Resolutions for school

I think I will start class on Tuesday (our first day back from break) with a mini-lesson about resolutions. I'd like to present my planned crackdown on procedures and rules as "Ms. Pippi's Resolutions" and then I will ask the kids to make their own list of resolutions related to school. At the beginning of the year I had kids write goals but I never followed up with them - in fact I think that only some of my classes actually did it - but I would like to write resolutions and then find a way to follow up with them at the beginning of each month. Although maybe that's not a good idea if I fail on my own resolutions. Not sure if I want a monthly chance for kids to gloat that they STILL aren't doing their do nows or whatever I resolve to make my priorities for January.

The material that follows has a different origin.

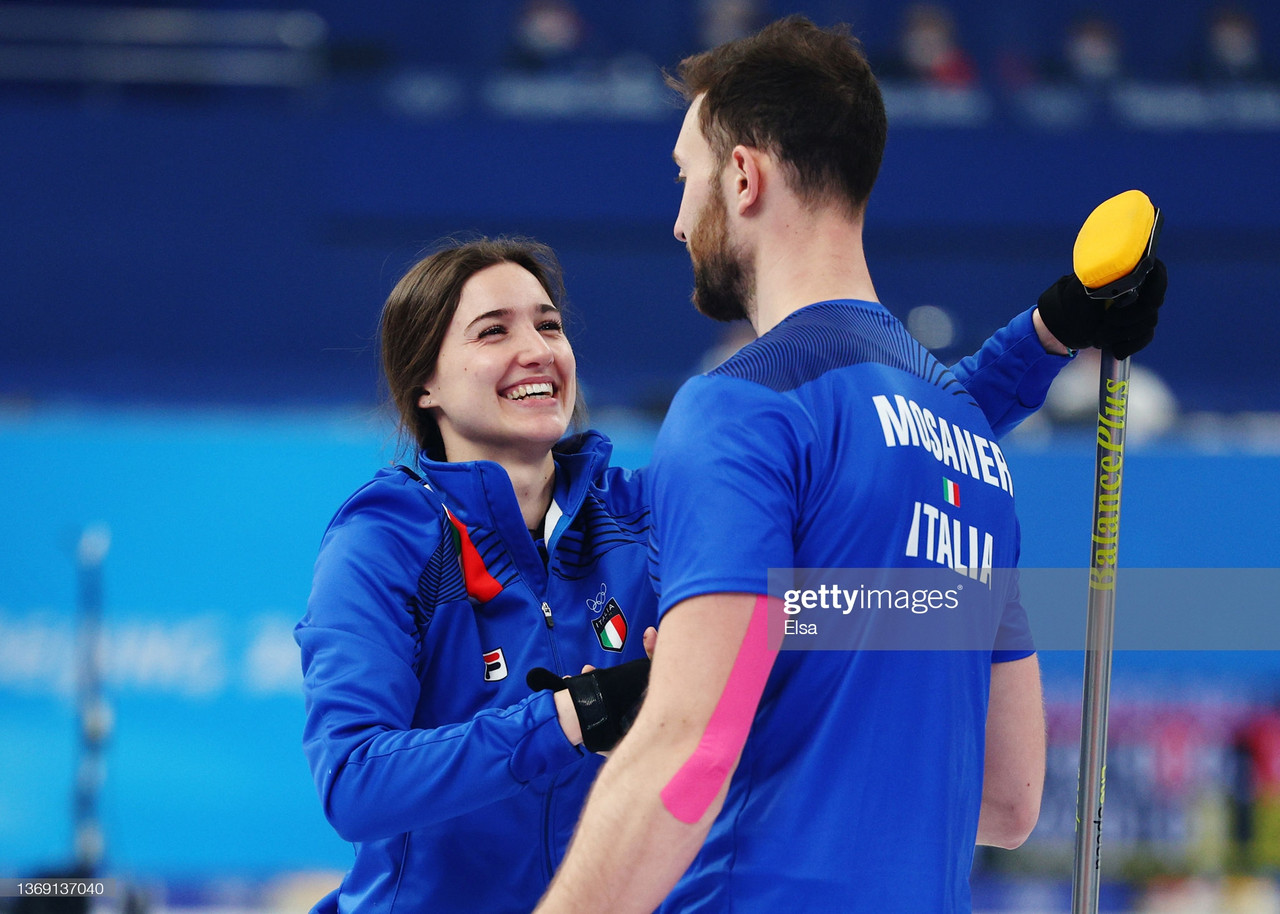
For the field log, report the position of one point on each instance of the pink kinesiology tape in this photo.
(691, 790)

Anyway, I'm brainstorming ideas about what my priorities will be. There are plenty of things that aren't going as well as I'd like them to, but I need to find some that I can actually tackle, and hopefully that will give me good payoff for the effort involved on my part. Some ideas:
  1. Routines to start class. Kids come late and though I have some penalties for tardiness (sign in, then you are theoretically supposed to make up the time with me after school) they are not effective and I haven't been following through very well - plus kids have started to take my 2-5 minute grace period (longer or shorter depending on where kids are coming from) as a freedom to not even try to be in the room when the bell rings. Furthermore, kids are flat out not doing the Do Now, and I spend the first 5 minutes of class cajoling kids to take out their homework and at least READ what's on the board. Clearly this area needs some work.

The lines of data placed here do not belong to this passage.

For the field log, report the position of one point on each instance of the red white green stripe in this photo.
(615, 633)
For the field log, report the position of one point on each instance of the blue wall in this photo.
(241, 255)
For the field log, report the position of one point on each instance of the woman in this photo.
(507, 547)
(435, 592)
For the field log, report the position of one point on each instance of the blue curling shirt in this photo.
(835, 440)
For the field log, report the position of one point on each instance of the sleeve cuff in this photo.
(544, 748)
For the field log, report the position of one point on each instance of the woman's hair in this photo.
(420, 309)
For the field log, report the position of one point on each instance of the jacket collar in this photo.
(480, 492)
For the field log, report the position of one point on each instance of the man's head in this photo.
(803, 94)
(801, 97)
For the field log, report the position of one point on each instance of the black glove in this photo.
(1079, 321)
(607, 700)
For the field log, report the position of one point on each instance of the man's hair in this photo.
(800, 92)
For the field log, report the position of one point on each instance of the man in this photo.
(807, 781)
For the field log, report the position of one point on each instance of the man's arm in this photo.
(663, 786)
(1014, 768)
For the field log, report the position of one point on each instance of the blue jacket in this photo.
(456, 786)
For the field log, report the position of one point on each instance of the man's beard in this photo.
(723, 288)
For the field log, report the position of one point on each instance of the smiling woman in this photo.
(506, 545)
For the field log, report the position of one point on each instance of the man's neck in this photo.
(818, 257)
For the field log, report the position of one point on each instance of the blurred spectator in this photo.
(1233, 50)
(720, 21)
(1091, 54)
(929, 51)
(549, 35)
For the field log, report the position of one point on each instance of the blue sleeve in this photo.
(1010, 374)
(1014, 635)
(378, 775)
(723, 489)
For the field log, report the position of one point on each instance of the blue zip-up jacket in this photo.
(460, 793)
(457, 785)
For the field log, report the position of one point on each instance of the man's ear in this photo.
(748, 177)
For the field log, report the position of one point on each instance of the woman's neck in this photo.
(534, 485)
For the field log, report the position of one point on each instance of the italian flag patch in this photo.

  2. Homework. I give it every day, and some kids do it religiously, but a lot of others do it sporadically, and some kids never do it. It's 20% of their grade so this is part of the reason some kids are failing. And I often assume that kids get extra practice on this so that they will be ready for quizzes but kids who don't do it obviously don't get that practice. Also there is blatant, blatant copying going on.
  3. Uniform policy enforcement. Kids are supposed to have a school polo shirt and khaki pants on all day, every day. Kids take them off throughout the day and have a plethora of excuses. I spend a lot of energy telling kids to put their khaki pants back on (usually over their jeans, since that appears to be the preferred way to wear them). I would like this to be less of a struggle.
  4. Make up work. I need a better system for making kids aware of what they missed and getting them to actually do it. This is also a big contributor to some of my kids' failing grades. My existing policy of "ask somebody what you missed and get it done within a week" is not working.
  5. Student participation. My school district gave out a student survey for every kid in every class and one thing I ranked low on (rightfully so) is calling on different kids. I mostly let kids volunteer to answer questions and it tends to be the same few kids doing it all the time. I have popsicle sticks with kids' names on them but I haven't used them much this year. One of my classes consistently complains that I treat them like little kids so maybe the sticks are too babyish for high school, but I need some way of calling on kids with some semblance of randomness.
  6. Rigor in class discussions. I'd like to spend more time talking about lab results and the conclusions we can draw from them, but I'm not sure how to make class discussions productive when only a few kids will talk and while that is happening most of the other kids are either zoned out, doing distracting things (talking about other things, out of their seats, etc). I have more success getting kids to stay on task when I am asking them to do something productive than when I am trying to hold a whole-class discussion together, but reading and writing skills are too weak (and/or kids are too lazy) to do much rigorous science on their own or in small groups - so whole-class discussions are my most promising idea to get more in depth about the science content.
In reality I don't think I can change all of this. At least not this school year. I have to figure out what I can actually work towards in January and then figure out how to clue kids in about my new plans and expectations.